One important common factor in the studies reported by Jones and Kanazawa was the use of fully controlled laboratory conditions. In commercial-scale applications, the diets performed well but could not completely reduce the dependence on artemia. Subsequently, other major projects with the goal of artemia replacement in shrimp and fish larviculture have been carried out worldwide at research institutes in the United States, Australia, Belgium and other countries.
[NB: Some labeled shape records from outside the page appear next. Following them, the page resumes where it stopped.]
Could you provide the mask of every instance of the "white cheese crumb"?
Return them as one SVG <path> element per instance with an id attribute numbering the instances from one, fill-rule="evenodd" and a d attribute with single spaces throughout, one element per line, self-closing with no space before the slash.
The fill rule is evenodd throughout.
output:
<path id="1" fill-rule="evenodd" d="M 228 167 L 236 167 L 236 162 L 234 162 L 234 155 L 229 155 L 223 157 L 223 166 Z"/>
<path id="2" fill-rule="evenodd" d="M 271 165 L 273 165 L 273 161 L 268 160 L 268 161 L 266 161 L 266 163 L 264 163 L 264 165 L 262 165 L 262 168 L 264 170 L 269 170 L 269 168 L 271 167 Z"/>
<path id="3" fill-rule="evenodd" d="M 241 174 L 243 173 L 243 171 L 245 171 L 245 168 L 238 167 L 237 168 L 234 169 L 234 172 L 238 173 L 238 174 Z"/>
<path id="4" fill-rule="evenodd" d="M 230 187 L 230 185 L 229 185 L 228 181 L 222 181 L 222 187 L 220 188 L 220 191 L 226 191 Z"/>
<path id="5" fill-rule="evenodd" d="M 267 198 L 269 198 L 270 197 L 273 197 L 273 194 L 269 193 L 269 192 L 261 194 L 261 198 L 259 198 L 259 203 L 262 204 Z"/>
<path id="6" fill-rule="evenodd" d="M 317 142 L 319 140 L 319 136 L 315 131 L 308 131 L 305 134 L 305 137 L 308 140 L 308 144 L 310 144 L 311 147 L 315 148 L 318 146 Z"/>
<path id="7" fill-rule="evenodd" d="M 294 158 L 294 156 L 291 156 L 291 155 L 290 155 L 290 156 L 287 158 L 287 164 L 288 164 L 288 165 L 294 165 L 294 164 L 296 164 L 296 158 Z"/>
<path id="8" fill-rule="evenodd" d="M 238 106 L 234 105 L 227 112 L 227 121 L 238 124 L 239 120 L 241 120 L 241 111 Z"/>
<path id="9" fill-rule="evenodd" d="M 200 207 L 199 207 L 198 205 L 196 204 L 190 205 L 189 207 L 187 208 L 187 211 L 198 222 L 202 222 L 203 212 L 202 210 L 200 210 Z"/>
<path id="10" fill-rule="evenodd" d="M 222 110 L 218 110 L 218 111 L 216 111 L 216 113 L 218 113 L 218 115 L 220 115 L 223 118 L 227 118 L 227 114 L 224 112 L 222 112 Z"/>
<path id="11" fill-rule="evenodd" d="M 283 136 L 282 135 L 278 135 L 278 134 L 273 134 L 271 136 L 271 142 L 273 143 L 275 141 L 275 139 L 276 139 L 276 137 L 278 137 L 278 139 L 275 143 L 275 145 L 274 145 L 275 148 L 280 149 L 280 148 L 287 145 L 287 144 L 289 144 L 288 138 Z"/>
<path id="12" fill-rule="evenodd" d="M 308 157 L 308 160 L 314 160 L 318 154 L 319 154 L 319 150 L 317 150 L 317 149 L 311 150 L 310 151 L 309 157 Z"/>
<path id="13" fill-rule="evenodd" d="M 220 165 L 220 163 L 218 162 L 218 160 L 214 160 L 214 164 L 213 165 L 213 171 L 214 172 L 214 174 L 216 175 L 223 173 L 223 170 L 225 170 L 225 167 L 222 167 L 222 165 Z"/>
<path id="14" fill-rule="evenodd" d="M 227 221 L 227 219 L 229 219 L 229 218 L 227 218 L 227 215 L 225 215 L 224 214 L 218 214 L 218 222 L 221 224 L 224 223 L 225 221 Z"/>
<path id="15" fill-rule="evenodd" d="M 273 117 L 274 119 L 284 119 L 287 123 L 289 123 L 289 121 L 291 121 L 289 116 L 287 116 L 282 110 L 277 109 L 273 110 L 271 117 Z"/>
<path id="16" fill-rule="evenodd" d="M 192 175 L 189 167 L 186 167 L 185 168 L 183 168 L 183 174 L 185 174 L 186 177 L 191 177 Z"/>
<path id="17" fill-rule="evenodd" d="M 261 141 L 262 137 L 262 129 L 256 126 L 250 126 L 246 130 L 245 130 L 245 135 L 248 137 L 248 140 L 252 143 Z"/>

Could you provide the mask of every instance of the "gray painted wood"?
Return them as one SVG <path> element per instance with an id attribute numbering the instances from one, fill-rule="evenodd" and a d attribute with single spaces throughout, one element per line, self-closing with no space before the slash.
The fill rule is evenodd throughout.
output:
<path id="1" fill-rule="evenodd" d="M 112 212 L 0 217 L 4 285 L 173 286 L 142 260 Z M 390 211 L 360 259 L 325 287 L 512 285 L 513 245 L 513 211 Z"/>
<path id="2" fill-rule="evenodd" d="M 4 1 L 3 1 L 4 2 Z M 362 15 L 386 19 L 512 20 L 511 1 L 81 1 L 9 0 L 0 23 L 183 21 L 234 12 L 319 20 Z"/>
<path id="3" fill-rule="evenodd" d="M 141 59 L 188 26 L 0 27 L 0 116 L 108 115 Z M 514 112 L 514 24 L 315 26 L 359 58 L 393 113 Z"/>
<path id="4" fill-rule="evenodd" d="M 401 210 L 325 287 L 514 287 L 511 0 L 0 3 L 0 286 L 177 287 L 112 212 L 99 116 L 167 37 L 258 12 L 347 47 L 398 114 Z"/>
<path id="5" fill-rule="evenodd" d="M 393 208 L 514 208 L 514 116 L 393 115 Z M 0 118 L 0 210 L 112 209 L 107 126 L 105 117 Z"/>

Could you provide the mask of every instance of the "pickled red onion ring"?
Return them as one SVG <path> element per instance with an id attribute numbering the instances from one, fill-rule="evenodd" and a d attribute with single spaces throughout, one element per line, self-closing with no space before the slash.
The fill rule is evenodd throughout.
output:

The aquafeed industry has invested significantly to improve the performance of artificial hatchery feeds. Published results and a market survey now reveal that the artemia replacement levels applied by commercial hatcheries have slowly but steadily increased year by year, in part due to the fluctuating cost of artemia cysts, decreasing postlarvae prices, and progress in feed formulation and feed-processing technology.
Several papers published over the past six years by different groups have reported on the performance of experimental and commercial hatchery feeds. In general, the use of microbound feeds decreases survival or growth when fed at levels of 40-50 percent or higher. However, because of their lower cost compared to artemia, a partial replacement can result in considerable savings.
Liquid feeds tend to improve survival rates when used as supplements, but are not effective as replacement diets. Dry microcapsules perform well as algal and artemia replacement diets in early and late larval stages. But the consumption of artemia cysts only becomes significantly high in postlarval stages, not larval stages. However, hatcheries that severely cut artemia consumption while using low-quality feeds obtain animals of inferior quality and heterogenous growth in the postlarval stage as well as growout.
Toward full replacement
Articles by the authors and coworkers in previous issues of the Global Aquaculture Advocate reported on innovative developments with flakes, microcapsules and micro-bound feeds based on cross-linked protein microcapsule technology. When fed at 100 percent of the total feeding regime, these feeds generally maintained or improved survival and growth under controlled small- and medium-scale tank conditions.
Commercial-scale trials and customer feedback indicate that the economic benefit of using artemia replacement levels above 65 percent with these artificial diets does not justify the increased risk of culture failure, although this largely depends on geographic location. In late postlarval stages, however, total artemia replacement is both possible and increasingly common.
Note: Cited references are available from the author.